Wer also zieht die Strippen hinter diesem Zeugnis der Gigantomanie? Und warum entsteht der Distrikt am Rand einer Stadt, die selbst im Schatten Pekings steht? An der Finanzierung dieses Projektes, das im Rahmen von Wirtschaftswachstums-Initiativen in der Regierungszeit von Hu Jintao (胡锦涛) auf den Weg gebracht wurde, soll der ehemalige Bürgermeister von Tianjin, Zhang Gaoli (张高丽), beteiligt gewesen sein, der nun als Chinas Vizepremier in Peking sitzt. Das Bauland gehört der Stadt, die damals für das nötige Kapital sorgte, indem sie es an die Immobilienentwickler für ein Vielfaches des Wertes verkaufte und gleichzeitig als Kreditsicherheit einsetzte. Am Anfang des Bauvorhabens schätzte man die Kosten für Yujiapu auf etwa 200 Milliarden Yuan, eine Summe, die sich seitdem deutlich erhöht haben dürfte. Um das Projekt weiterhin zu finanzieren, wurden Darlehen in Höhe von fast einer halben Billiarde Yuan aufgenommen, was der Hälfte des jährlichen Pro-Kopf-Einkommens der 13 Millionen Einwohner der Stadt entspricht. Eine derart hohe Verschuldung gemahnt nur allzu deutlich an die Lehren aus den geplatzten Immobilienblasen der vergangenen Jahre. Trotzdem gehen die Bauarbeiten in Yujiapu weiter, wenn auch nicht in einem so halsbrecherischen Tempo wie erwartet.

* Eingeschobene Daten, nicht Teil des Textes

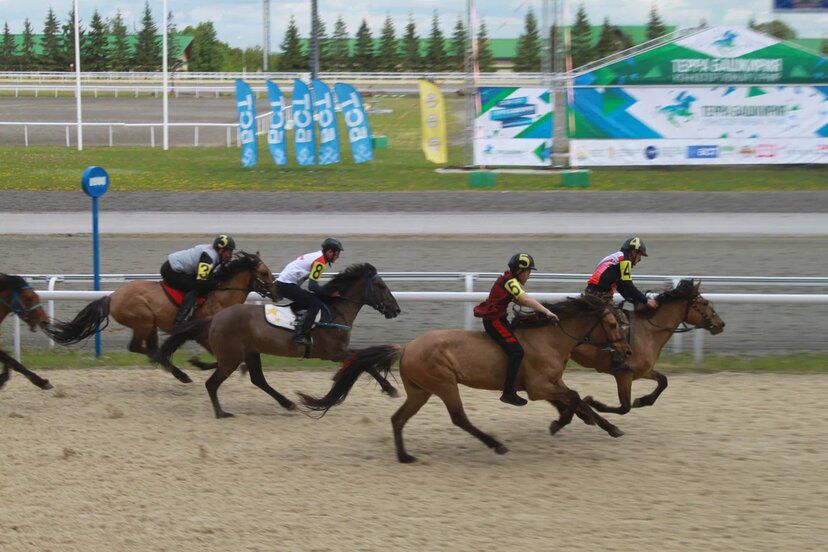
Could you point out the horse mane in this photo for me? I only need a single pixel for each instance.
(10, 282)
(345, 279)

Bei einem kürzlichen Besuch an einem diesigen und feuchten Sommernachmittag bildete allein die Anzahl der Gebäude, etwa fünfzig noch im Rohbau befindliche Wolkenkratzer, einen atemberaubenden Anblick. Von dem Prunkstück des Finanzdistrikts, dem 588 Meter hohen Wolkenkratzer, sowie von den Straßen und übrigen Gebäuden war vielleicht etwas mehr als die Hälfte errichtet. Der Staub und die schlechte Sicht ließen keine rechte Vorstellung davon aufkommen, wie sich dieser Ort in nur wenigen Jahren ausnehmen wird. Die einzigen Anzeichen von Leben waren eine am Uferstreifen angepflanzte Baumreihe sowie das Lärmen der Bauarbeiter, die größtenteils in körperlicher Arbeit und unter Einsatz von leichtem Gerät Ziegel schleppten und Erdreich aushoben. Offenbar war keiner der Hunderte von Kränen in Gebrauch. Ob es sich dabei um eine kurze Arbeitspause oder eine langfristige Einstellung der ernsthaften Bauarbeiten handelte, war schwer einzuschätzen. Tatsächlich glich der Gesamteindruck einer postapokalyptischen urbanen Landschaft oder dem leeren Gefühl, in einem Videospiel durch eine virtuelle Stadt zu fahren.

Zu ebener Erde ließ sich eine Ähnlichkeit mit der Skyline von Manhattan kaum ausmachen. Vielleicht, weil es mit Manhattan letztlich doch wenig gemein hat, außer einer Wolken verhangenen Silhouette und ein vages Streben danach, zum wichtigsten Finanzzentrum der Welt zu werden. In jeder anderen Hinsicht ist es eine ganz eigene Schöpfung, die aus dem Nichts und ohne Vergangenheit oder allmähliches Wachstum entsteht. Sie beruht lediglich auf einem eilig gefassten Beschluss aus höchsten Regierungskreisen, mit dem man Chinas Fähigkeit demonstrieren will, im größtmöglichen Maßstab des vom Menschen Erreichbaren zu denken und zu handeln.

Werden sich die investierten Milliarden rentieren? Kann man ein Weltfinanzzentrum von Grund auf neu bauen? Ist dies überhaupt das Ziel? An welchem Punkt stoßen Nachahmung und ein solch gewaltiger Einsatz von Ressourcen an ihre Grenzen? Die Antworten sind wohl ebenso unklar wie die sommerliche Dunstglocke über der Skyline von Yujiapu.